Pointwise and uniform convergence of the series $\sum\limits_{n=1}^{\infty} \frac{1}{1+n^2x^2},\ x>0$

Question

I am given the exercise: Check the pointwise and uniform convergence of the series $\sum\limits_{n=1}^{\infty} \frac{1}{1+n^2x^2},\ x>0$.

It is like that: $$n^2x^2 \leq 1+n^2x^2 \Rightarrow \frac{1}{n^2x^2} \geq \frac{1}{1+n^2x^2} $$

$$\sum_{n=1}^{\infty} \frac{1}{n^2x^2}=\frac{1}{x^2} \sum_{n=1}^{\infty} \frac{1}{n^2}< +\infty$$

Do we conclude from this that $\frac{1}{1+n^2x^2}$ converges pointwise to a function $s(x)$ ?

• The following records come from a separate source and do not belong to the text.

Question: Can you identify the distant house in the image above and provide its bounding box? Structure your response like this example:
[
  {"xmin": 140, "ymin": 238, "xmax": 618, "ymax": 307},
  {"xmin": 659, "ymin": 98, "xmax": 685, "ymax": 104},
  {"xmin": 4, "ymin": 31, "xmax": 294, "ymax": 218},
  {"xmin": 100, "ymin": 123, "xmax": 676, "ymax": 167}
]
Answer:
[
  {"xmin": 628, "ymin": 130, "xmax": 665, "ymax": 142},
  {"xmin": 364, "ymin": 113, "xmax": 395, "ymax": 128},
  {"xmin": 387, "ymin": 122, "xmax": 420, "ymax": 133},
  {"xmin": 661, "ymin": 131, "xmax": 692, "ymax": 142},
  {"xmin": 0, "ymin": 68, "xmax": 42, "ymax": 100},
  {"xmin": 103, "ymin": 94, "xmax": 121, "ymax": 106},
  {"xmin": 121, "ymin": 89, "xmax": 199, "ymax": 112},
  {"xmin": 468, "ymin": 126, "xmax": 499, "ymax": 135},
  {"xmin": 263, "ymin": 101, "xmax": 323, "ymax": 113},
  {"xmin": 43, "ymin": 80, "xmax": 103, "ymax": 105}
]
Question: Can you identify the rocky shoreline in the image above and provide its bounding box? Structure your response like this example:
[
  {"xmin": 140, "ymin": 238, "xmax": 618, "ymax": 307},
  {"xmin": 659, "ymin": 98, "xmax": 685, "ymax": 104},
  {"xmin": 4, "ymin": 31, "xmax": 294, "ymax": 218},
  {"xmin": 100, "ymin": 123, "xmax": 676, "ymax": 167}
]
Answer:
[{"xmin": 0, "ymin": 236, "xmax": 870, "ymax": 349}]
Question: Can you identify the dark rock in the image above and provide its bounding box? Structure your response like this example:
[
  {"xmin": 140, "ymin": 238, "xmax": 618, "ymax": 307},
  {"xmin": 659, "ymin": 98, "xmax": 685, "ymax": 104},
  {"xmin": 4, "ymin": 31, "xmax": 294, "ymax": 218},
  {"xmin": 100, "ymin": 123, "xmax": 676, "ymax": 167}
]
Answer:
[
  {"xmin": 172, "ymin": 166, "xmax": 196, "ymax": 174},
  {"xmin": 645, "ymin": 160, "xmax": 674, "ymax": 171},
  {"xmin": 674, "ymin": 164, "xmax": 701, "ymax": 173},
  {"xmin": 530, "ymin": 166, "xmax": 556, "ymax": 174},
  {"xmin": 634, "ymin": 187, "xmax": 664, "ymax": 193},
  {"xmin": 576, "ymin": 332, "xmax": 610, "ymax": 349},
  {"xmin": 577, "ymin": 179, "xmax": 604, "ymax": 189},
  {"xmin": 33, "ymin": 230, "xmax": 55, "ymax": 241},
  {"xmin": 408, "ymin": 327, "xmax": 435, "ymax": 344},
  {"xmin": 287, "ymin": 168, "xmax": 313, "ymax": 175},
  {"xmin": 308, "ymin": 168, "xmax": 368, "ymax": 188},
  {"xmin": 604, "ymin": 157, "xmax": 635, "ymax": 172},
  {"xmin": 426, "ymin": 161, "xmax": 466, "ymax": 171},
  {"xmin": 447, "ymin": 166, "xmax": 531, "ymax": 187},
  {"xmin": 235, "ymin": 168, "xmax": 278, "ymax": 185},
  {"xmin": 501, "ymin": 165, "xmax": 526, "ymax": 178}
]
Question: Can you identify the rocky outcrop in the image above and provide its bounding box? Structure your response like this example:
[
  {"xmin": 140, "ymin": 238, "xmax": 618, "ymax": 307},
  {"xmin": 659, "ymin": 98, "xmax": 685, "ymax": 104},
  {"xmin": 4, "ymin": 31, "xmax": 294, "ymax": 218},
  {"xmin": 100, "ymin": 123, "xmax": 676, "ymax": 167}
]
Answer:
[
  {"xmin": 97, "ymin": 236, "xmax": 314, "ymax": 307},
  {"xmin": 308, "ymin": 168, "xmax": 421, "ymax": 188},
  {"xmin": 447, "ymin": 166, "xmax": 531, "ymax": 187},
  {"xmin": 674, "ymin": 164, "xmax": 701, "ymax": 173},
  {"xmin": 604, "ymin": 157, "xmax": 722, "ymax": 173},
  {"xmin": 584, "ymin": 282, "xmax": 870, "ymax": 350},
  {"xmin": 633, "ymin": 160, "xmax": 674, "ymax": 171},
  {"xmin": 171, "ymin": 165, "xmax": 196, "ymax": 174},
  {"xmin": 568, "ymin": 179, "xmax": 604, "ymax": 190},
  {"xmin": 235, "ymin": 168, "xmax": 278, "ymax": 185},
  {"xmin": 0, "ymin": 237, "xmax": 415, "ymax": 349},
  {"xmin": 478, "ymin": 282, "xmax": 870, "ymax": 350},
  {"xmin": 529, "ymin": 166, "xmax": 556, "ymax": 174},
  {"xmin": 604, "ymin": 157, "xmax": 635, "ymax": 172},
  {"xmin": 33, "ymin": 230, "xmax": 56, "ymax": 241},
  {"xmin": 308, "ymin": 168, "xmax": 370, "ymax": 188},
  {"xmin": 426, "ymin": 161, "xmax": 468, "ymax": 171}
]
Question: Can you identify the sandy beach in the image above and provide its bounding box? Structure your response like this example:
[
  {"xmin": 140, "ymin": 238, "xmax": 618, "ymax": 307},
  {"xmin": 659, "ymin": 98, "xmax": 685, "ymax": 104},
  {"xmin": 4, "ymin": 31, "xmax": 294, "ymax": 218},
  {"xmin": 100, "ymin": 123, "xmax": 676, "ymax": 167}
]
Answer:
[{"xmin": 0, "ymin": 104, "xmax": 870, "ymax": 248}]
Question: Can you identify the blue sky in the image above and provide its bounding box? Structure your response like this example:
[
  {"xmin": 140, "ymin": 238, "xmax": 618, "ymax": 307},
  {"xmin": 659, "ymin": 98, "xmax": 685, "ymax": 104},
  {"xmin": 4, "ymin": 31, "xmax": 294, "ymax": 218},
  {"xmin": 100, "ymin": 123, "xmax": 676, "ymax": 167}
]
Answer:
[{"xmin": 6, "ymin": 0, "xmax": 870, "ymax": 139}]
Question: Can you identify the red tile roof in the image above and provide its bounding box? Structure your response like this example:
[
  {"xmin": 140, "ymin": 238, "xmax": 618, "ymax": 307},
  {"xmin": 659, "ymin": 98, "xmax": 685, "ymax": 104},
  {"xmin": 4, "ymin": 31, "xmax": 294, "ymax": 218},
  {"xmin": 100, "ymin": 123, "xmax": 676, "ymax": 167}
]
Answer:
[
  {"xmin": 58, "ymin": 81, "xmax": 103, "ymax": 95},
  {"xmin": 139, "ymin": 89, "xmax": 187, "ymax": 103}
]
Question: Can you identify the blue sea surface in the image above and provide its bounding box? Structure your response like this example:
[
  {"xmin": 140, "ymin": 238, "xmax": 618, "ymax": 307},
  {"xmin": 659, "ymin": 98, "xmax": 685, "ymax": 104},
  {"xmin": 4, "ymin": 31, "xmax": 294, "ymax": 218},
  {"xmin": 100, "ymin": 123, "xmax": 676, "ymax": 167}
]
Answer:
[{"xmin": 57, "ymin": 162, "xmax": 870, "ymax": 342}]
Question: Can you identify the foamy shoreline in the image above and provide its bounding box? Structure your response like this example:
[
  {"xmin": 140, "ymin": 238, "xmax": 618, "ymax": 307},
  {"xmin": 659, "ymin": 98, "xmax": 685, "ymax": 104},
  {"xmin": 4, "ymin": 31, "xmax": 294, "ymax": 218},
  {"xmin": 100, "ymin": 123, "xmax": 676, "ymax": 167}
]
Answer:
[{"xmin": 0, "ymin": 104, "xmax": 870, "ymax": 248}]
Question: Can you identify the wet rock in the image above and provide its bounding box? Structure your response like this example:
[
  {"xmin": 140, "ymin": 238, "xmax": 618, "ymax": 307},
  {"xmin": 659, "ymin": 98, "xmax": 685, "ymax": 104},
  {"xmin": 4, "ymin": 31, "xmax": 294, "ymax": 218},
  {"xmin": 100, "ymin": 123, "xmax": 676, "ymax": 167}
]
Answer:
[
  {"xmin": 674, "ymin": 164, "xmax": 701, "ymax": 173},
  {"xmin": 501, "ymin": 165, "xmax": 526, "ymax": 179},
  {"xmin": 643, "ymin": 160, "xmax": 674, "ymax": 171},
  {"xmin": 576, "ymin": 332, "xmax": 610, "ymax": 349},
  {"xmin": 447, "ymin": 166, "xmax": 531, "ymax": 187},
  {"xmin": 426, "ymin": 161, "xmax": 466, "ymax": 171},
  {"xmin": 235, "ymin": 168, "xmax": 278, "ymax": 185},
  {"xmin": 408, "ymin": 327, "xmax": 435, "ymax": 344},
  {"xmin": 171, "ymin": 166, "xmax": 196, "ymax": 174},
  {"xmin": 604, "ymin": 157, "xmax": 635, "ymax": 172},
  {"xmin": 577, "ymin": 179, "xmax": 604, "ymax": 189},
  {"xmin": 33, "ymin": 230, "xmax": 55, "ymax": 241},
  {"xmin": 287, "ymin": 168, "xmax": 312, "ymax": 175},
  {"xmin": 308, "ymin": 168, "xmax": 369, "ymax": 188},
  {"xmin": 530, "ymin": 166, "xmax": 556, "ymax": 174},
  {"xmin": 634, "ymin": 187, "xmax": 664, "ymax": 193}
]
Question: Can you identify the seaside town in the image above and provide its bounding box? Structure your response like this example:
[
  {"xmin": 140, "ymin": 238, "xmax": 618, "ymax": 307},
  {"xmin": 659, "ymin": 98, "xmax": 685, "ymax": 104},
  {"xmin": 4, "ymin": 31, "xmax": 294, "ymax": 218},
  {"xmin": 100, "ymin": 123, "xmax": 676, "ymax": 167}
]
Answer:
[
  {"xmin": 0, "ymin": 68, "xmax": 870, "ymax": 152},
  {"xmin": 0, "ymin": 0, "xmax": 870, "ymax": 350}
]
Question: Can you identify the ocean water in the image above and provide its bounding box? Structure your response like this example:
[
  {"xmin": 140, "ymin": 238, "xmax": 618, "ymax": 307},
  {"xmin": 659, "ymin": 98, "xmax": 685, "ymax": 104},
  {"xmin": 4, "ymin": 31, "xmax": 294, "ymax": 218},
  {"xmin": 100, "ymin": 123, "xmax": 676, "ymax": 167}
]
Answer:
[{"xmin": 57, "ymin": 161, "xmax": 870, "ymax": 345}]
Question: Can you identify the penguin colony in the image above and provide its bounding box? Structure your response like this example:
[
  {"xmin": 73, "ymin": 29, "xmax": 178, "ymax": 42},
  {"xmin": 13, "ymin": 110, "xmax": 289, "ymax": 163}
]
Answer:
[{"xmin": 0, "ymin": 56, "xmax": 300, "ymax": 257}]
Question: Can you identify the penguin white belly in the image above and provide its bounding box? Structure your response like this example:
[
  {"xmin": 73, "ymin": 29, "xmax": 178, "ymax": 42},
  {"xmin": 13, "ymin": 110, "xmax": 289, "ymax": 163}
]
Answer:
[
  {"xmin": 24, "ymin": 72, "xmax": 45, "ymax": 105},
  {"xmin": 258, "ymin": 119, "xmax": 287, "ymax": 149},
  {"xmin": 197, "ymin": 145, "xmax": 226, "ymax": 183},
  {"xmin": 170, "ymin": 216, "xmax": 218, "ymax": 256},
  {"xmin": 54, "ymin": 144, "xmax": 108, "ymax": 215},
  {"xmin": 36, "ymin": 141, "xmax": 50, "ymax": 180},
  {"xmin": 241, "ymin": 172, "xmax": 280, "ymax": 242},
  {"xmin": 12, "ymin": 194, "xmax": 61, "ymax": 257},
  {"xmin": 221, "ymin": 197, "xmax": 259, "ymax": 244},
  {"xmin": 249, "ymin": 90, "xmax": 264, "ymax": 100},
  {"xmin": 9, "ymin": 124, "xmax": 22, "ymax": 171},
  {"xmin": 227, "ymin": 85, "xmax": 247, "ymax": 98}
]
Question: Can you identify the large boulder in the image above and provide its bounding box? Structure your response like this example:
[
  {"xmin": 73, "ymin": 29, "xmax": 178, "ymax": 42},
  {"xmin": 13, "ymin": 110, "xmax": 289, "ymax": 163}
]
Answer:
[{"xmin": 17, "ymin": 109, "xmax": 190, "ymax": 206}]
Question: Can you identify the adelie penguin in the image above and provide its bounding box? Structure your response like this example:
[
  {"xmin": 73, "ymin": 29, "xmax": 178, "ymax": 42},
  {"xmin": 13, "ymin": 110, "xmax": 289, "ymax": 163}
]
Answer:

Also,how can I check if the series converges pointwise to a function?

Answer 1

Yes you're correct and by this way you proved the pointwise convergence of the series on $(0,+\infty)$. Now since $$\lim_{x\to 0}\sum_{n=1}^\infty\frac{1}{1+n^2x^2}$$ doesn't exist then the convergence isn't uniform on the interval $(0,\infty)$. Moreover, let $a>0$ then $$\frac{1}{1+n^2x^2}\le\frac1{a^2n^2},\quad\forall x\ge a$$ and the series $\sum_{n\ge1}\frac1{n^2}$ is convergent then the given series is uniformly convergent on every interval $[a,+\infty)$ for all $a>0$.